Consider an example of a two level cache hierarchy where L2 can be inclusive, exclusive or NINE of L1. Consider the case when L2 is inclusive of L1. Suppose there is a processor read request for block X. If the block is found in L1 cache, then the data is read from L1 cache and returned to the processor. If the block is not found in the L1 cache, but present in the L2 cache, then the cache block is fetched from the L2 cache and placed in L1. If this causes a block to be evicted from L1, there is no involvement of L2. If the block is not found in either L1 or L2, then it is fetched from the main memory and placed in both L1 and L2. Now, if there is an eviction from L2, the L2 cache sends a back invalidation to the L1 cache, so that inclusion is not violated.

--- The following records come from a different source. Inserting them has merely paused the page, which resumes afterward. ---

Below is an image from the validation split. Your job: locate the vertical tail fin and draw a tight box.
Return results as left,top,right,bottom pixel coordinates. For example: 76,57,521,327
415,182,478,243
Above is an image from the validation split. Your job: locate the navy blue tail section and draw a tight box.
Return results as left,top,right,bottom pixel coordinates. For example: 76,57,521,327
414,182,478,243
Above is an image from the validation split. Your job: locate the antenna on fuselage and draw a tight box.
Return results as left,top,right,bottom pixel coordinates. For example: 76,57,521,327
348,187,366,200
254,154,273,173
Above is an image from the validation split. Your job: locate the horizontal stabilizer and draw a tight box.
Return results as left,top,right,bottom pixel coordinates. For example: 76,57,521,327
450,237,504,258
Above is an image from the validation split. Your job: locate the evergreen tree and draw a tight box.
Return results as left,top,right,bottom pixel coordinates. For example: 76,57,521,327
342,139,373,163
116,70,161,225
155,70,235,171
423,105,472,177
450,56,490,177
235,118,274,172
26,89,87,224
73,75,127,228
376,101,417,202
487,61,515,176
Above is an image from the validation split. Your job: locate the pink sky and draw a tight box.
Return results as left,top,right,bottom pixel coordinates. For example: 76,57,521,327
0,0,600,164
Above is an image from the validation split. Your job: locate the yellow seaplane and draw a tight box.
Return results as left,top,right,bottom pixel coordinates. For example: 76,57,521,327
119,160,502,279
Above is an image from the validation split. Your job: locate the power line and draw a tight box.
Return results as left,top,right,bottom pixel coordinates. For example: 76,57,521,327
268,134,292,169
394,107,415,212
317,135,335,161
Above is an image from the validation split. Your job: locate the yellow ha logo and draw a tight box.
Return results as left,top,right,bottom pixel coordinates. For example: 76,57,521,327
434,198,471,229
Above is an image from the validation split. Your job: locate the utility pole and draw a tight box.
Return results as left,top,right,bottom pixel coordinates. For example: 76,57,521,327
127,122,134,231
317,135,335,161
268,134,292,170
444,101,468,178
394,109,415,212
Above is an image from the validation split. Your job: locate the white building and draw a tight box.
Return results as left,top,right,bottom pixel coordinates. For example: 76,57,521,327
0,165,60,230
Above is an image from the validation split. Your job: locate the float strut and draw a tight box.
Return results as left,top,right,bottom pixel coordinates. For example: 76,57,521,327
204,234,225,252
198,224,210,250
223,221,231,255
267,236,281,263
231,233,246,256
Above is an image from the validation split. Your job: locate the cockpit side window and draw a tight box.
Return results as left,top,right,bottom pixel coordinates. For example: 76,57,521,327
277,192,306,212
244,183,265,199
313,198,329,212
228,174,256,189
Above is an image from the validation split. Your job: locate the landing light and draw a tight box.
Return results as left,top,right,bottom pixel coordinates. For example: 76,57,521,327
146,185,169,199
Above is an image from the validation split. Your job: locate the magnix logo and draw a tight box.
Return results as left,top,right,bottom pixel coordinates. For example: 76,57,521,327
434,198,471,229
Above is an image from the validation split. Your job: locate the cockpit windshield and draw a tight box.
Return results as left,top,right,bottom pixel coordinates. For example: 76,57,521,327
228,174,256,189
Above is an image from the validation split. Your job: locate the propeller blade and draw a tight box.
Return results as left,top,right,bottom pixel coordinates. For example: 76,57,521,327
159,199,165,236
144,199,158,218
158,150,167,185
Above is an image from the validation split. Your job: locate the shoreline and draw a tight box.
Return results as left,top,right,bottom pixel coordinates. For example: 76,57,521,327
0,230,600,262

As illustrated in Figure 1, initially consider both L1 and L2 caches to be empty (a). Assume that the processor sends a read X request. It will be a miss in both L1 and L2 and hence the block is brought into both L1 and L2 from the main memory as shown in (b). Now, assume the processor issues a read Y request which is a miss in both L1 and L2. So, block Y is placed in both L1 and L2 as shown in (c). If block X has to be evicted from L1, then it is removed from L1 only as shown in (d). If block Y has to be evicted from L2, it sends a back invalidation request to L1 and hence block Y is evicted from L1 as shown in (e).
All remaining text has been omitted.